The story appeared on https://www.businesswire.com/news/home/20220414005731/en/CF-Industries-Union-Pacific-Curtails-Fertilizer-Shipments-Delaying-Deliveries-and-Preventing-New-Rail-Orders-from-Being-Taken .
The cuts, according to the story, “affect rail shipments from Donaldsonville and Port Neal complexes; products affected include urea, UAN and diesel exhaust fluid.”
And, CF Industries said, it “understands that it is one of only 30 companies to face these restrictions.”
It added, “CF Industries ships to customers via Union Pacific rail lines primarily from its Donaldsonville Complex in Louisiana and its Port Neal Complex in Iowa. The rail lines serve key agricultural areas such as Iowa, Illinois, Kansas, Nebraska, Texas and California. Products that will be affected include nitrogen fertilizers such as urea and urea ammonium nitrate (UAN) as well as diesel exhaust fluid (DEF), an emissions control product required for diesel trucks. CF Industries is the largest producer of urea, UAN and DEF in North America, and its Donaldsonville Complex is the largest single production facility for the products in North America.”
Tony Will, president and chief executive officer of CF Industries Holdings Inc., was quoted as saying, “The timing of this action by Union Pacific could not come at a worse time for farmers. Not only will fertilizer be delayed by these shipping restrictions, but additional fertilizer needed to complete spring applications may be unable to reach farmers at all. By placing this arbitrary restriction on just a handful of shippers, Union Pacific is jeopardizing farmers’ harvests and increasing the cost of food for consumers.”
The story continued, saying that o Friday, April 8, “Union Pacific informed CF Industries without advance notice that it was mandating certain shippers to reduce the volume of private cars on its railroad effective immediately. The Company was told to reduce its shipments by nearly 20 percent.
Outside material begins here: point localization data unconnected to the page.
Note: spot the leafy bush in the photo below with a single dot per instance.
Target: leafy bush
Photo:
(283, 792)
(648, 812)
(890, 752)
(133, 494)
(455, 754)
CF Industries believes it will still be able to fulfill delivery of product already contracted for rail shipment to Union Pacific destinations, albeit with likely delays.
“However, because Union Pacific has told the Company that noncompliance will result in the embargo of its facilities by the railroad, CF Industries may not have available shipping capacity to take new rail orders involving Union Pacific rail lines to meet late season demand for fertilizer.
“The application of nitrogen fertilizer is critical to maximizing crop yields. If farmers are unable to secure all the nitrogen fertilizer that they require in the current season because of supply chain disruptions such as rail shipping restrictions, the Company expects yield will be lower. This will likely extend the timeline to replenish global grains stocks. Low global grains stocks continue to support high front month and forward prices for nitrogen-consuming crops, which has contributed to higher food prices.”
The story said, “CF Industries intends to engage directly with the federal government to ask that fertilizer shipments be prioritized so that spring planting is not adversely impacted.
Will added, “CF Industries’ North American manufacturing network continues to produce at a high rate to meet the needs of customers, farmers and consumers. We urge the federal government to take action to remove these Union Pacific rail shipment restrictions to ensure this vital fertilizer will be able to reach U.S. farmers when and where they need it.”